Pour fuir ce quotidien totalitaire, certains auraient développé la possibilité de s'évader dans des mondes divergents...

Certains voyages dans le faisceau chromatique sont particulièrement bien réussis.
Le meurtre est en toi : L'usurpation d'identité avant internet. Quelle prescience !
20 ans sur le trône : Pas celui en fer ! Quand un État contrôle tout, c'est tout. Non-sense scatologique. Ou une vision de l'écologie extrême.
Catalogue d'impression au soleil levant dans une ville morte : Un solitaire est envoyé sur Mars. Toute la planète a les yeux rivés sur son aventure. Variations autour de la solitude et de la télé-réalité très bien écrites. Glaçant.

Et dire que ce roman est épuisé.
Aux éditeurs de Roland C. Wagner, ActuSF - L'atalante - Le bélial - Les moutons électriques, qu'est ce que vous attendez pour sortir de l'oubli cette pépite ?

Certaines nouvelles, sans le fil conducteur, sont aussi parues dans le recueil Musique de l'énergie, édité par Nestiveqnen, épuisé lui aussi.




"Après une bonne nuit de sommeil, je repris mes activités habituelles.

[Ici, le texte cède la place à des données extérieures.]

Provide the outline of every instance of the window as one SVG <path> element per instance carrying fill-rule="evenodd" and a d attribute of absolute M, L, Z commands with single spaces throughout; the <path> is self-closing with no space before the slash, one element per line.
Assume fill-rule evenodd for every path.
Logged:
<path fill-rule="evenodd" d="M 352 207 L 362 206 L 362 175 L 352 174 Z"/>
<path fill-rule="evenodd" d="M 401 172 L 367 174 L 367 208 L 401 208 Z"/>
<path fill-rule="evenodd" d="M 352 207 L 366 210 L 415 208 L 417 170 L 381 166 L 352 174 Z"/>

Je ne suis pas un grand reporter et je crois que je ne le serai jamais ; je n’ai pas l’âme assez vile. Cependant, j’eus de quoi m’occuper pendant les deux semaines qui suivirent : meurtres, viols, incendies, messes noires, orgies homosexuelles – L’Écho de Liège et des Ardennes n’est pas une feuille à scandale, mais à le voir, on pourrait s’y tromper.
Prenez l’homosexualité, par exemple. Il y a dix ans, personne n’y faisait vraiment attention, ni dans un sens, ni dans l’autre. Puis, d’après la rumeur publique, le pape a surpris deux prêtres en train de se pomper joyeusement le dard, et l’homosexualité est devenue quelque chose de monstrueux, peut-être même pire que la conversion à l’islam, dans l’échelle des péchés mortels. Pour un journaliste, ça signifie désormais que le viol d’un garçon, quel que soit son âge, restera deux jours de plus à la une que l’agression d’une adolescente par un satyre, même si celui-ci l’a laissée pour morte après l’avoir suppliciée. Le sadisme ne fait plus recette, ma bonne dame."

"J’ai toujours eu des problèmes de communication. Mes rapports avec mes semblables étaient laborieux, pénibles pour moi et pour les autres. Je n’étais pas à proprement parler asocial, mais une certaine forme de misanthropie avait fini par se développer en moi, me poussant à éviter les contacts humains, à me renfermer dans ma coquille. Je crois que c’est ce goût pour la solitude qui a fait la différence, lors du choix de l’homme qui, le premier, foulerait le sable rouillé de Mars. Les autres volontaires, eux, avaient réussi à s’intégrer, avec un bonheur tout relatif, à la grande communauté humaine. Moi, j’étais un marginal, un personnage pour ainsi dire parallèle. On me méprisait, on se gaussait de moi, on me brutalisait parfois. Mais j’étais le mieux armé pour supporter onze mois de croisière, sans autre interlocuteur que la radio de bord. Et ceux qui me considéraient de haut ont fini par me jalouser. Curieux renversement de situation. "

"Je suis ivre. Je titube, j’ai envie de chanter, de hurler, de me rouler sur le sol. J’ai bu, aussi avidement qu’un chiot nouveau-né tète les mamelles de sa mère. J’ai vidé des verres et des verres, assis à cette table d’un café sans ambiance. J’ai bu, sans que cela me procure le moindre plaisir, et l’ivresse qui montait me paraissait bien aigre. Je n’ai jamais aimé les bistrots et leur foule de clients avinés – mais aujourd’hui, cette foule me manque. Je n’avais pas réalisé à quel point un bar vide peut être déprimant. Ce genre d’endroit n’est agréable que lorsqu’un joyeux brouhaha aux relents de gros rouge et de bière tiédasse en fait vibrer les vitrines fumées."